Major Gen. Smedley Butler. Courtesy U.S, Marine Corps.

Admiral Farragut Planned

A group of Philadelphia men met with various business leaders and officials both in Dover Township and Pine Beach to discuss their plans to open a preparatory school with naval training on the site of the former Pine Beach Inn in that borough to be called Admiral Farragut Academy. Read the full story in Pine Beach 1933.on Monday, March 6th, retired USMC Major General Smedley D. Butler was the chief speaker at the meeting of the Toms River Kiwanis along with the group of people to further promote the proposed Admiral Farragut Academy in Pine Beach... Toms River High School announced it would accept IOUs as payment for the operetta.

Arts

It was noted that every Thursday afternoon when vaudeville performed onstage at the Traco Theatre, it was Charlie Werner's job as stage boss to arrange the acts in the order they appeared, with the general understanding that the act "next to closing" was the star.

Crime

Monday, February 27th was the first day the short-wave radio in the state police station at Toms River was placed in regular commission, and its first use was to communicate between the station and Sgt.

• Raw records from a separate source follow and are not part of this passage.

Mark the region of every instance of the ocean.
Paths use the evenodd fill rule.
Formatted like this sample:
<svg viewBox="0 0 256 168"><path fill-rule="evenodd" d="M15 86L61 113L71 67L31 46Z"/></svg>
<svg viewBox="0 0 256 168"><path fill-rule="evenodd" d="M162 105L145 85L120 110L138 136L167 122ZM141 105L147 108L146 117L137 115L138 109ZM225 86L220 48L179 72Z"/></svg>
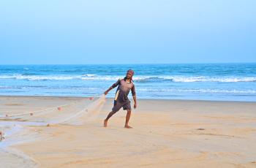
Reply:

John Crawford, who was in the field aiding with the search of four-year-old Joel Ridgway III (for related story, see Naval Air Station Lakehurst 1933) in Bamber Lake.

Government

Secretary of State Thomas A. Mathis left to join a party of New Jersey officials, including Governor Moore, who would be present at the inauguration of President Franklin Delano Roosevelt in Washington, D.C. on Saturday, March 4th... Section Fire Warden Erwin J. Clement, based out of Ridgway, Lakehurst and covering the boroughs of Beachwood, L akehurst, Pine Beach, Ocean Gate, South Toms River, Berkeley, southern Dover Township and northeast Manchester Township, asked the township committee for the use of out of work men to create fire lines, or breaks, in the wooded sections of the township if relief funds were approved by the state... Franklin H. Berry, a local young lawyer and first lieutenant in the infantry reserve, reported that any local young men between the ages of 17 and 24 interested in enrolling in the Citizens' Military Training Camps for the summer would be provided food, lodging, uniform, equipment and railroad fare to and from Toms River to attend... the township began cutting fire lines in the Cedar Grove section of town, with Wesley Clayton, district warden, overseeing the work performed by men from the relief list... the Toms River Public Library reported continuing increases in patronage as a direct result of the Great Depression, writing that it, “like all other libraries that supply books free, finds that its services are all the while extending. With lots of time on their hands, men and women out of jobs find that cheap amusements and pasttimes are necessary. Unable to spend money on these pleasures, they use the library more and more...” the road from Hooper Avenue to Silver Bay, then known as the Dan Polhemus Road, in Silverton, was to be oiled sometime in March to keep the dust down in the coming warm seasons... Ocean County Relief Director Mrs. Alice Fielder reported that since the turn of the new year approximately 20 woolen boys' suits and seven separate shirts and pants were made and distributed to needy children of the unemployed. The clothes were made from discarded garments donated to county relief, and sewing done in the county building at the corner of Washington Street and Hooper Avenue by local women also receiving aid from the county plus Toms River High School girls from the home economics department. Mrs. Fielder also reported a shortage of material for boys shirts.